Why Does the Insurance Company Want a Recorded Statement?
When an adjuster calls to get a recorded statement, they’ll want to hear your version of events. At this point, the adjuster will only have the version of the person they insure. He or she will use your statement, police reports, the statement of the insured as well as witness reports to build a better picture of what happened in the accident.

There are some adjusters who are pleasant and friendly to deal with, and others who are rude and gruff, but they are all doing their job, which is to find a reason to not validate your claim.

Whether rude or friendly, if the claims adjuster can get you to contradict a statement you’ve made previously, they can claim that you’re lying. Any statements you make verbally or in writing become a part of the file.

Reasons You Shouldn’t Give One
If you’ve filed a lawsuit against the adjuster’s insured driver, you’ll want to be especially careful about recorded statements. The adjuster is looking for a way to lessen the impact of your suit against the insurance company. They’re skilled at asking questions to elicit contradictory statements. While you might see an innocent question when they ask what you were doing that day, they are trying to find fault. If you were coming from a bad day at work, they might try to say that you were distracted.

Many lawyers would advise you to give a written statement regarding the events. You’ll be able to prepare this ahead of time and consider your words carefully.

Parts of a Recorded Statement

In a recorded statement, the adjuster will call and introduce himself and state why he’s calling you. At this point, he’ll ask to take your recorded statement. The recording device will be turned on and the adjuster will state his name for the record, the date of the accident and the claim number. He’ll ask for permission on the record now.

Watch Your Words
The adjuster will let you tell the story in your own words without interruption. Occasionally, the adjuster might have questions. She’ll stop and ask you those questions, which might be geared towards minimizing the claim you have. There are some really sneaky adjusters who will seem incredibly friendly, but will say things like, “Wow, you’re lucky the neck injury wasn’t as bad as you first thought.” When you agree with that statement, they’ve established that the neck injury wasn’t bad.
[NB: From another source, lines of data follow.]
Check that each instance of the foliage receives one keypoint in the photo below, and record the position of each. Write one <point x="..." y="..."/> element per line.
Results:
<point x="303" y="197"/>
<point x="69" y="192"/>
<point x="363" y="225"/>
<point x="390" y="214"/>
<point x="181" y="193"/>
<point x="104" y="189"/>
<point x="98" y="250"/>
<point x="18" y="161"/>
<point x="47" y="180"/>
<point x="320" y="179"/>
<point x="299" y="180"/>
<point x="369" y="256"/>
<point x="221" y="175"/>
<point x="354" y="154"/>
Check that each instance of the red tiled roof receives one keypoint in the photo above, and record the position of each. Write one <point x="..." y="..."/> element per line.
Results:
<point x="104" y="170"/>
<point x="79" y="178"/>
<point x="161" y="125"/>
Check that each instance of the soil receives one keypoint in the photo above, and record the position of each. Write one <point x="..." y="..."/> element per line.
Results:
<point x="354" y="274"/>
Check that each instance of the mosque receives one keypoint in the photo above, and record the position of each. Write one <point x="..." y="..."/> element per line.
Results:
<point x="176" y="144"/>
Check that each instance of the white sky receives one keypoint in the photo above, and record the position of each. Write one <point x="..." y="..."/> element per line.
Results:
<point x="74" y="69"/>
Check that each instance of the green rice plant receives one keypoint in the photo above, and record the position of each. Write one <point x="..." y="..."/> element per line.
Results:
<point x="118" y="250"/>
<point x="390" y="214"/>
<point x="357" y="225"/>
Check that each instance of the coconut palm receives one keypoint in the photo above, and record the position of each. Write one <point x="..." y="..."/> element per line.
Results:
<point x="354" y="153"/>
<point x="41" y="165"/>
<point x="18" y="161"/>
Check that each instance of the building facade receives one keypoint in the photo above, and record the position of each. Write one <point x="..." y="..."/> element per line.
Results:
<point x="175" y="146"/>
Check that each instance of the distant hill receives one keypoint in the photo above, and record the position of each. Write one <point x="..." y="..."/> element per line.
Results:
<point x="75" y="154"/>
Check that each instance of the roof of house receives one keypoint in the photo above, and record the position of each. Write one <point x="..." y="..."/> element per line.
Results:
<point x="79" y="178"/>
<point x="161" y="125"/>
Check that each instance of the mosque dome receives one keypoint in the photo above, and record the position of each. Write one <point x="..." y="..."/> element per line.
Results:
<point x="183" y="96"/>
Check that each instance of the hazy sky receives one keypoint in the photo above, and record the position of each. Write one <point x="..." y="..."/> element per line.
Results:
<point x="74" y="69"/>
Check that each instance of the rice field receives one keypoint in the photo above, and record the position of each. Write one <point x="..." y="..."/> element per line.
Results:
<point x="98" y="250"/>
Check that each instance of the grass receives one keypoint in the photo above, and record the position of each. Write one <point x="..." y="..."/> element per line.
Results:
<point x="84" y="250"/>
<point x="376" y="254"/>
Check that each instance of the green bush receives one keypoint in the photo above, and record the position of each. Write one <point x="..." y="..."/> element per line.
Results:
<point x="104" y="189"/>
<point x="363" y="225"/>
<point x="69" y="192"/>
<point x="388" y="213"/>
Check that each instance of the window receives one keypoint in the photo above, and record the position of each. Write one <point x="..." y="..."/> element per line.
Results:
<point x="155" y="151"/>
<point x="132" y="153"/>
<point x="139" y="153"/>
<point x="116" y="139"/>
Never volunteer facts about your life. For example, you might say something innocent about having a hard time at work. Once the claims adjuster links the fact that you were coming from work at the time of the accident, they’ve potentially increased your liability in the cause of the accident.

Prepare Ahead of Time
If you choose to give a recorded statement with or without the presence of your lawyer, make sure you’ve outlined the facts before the phone call. It’ll help you remember the details exactly and keep you from straying into dangerous waters.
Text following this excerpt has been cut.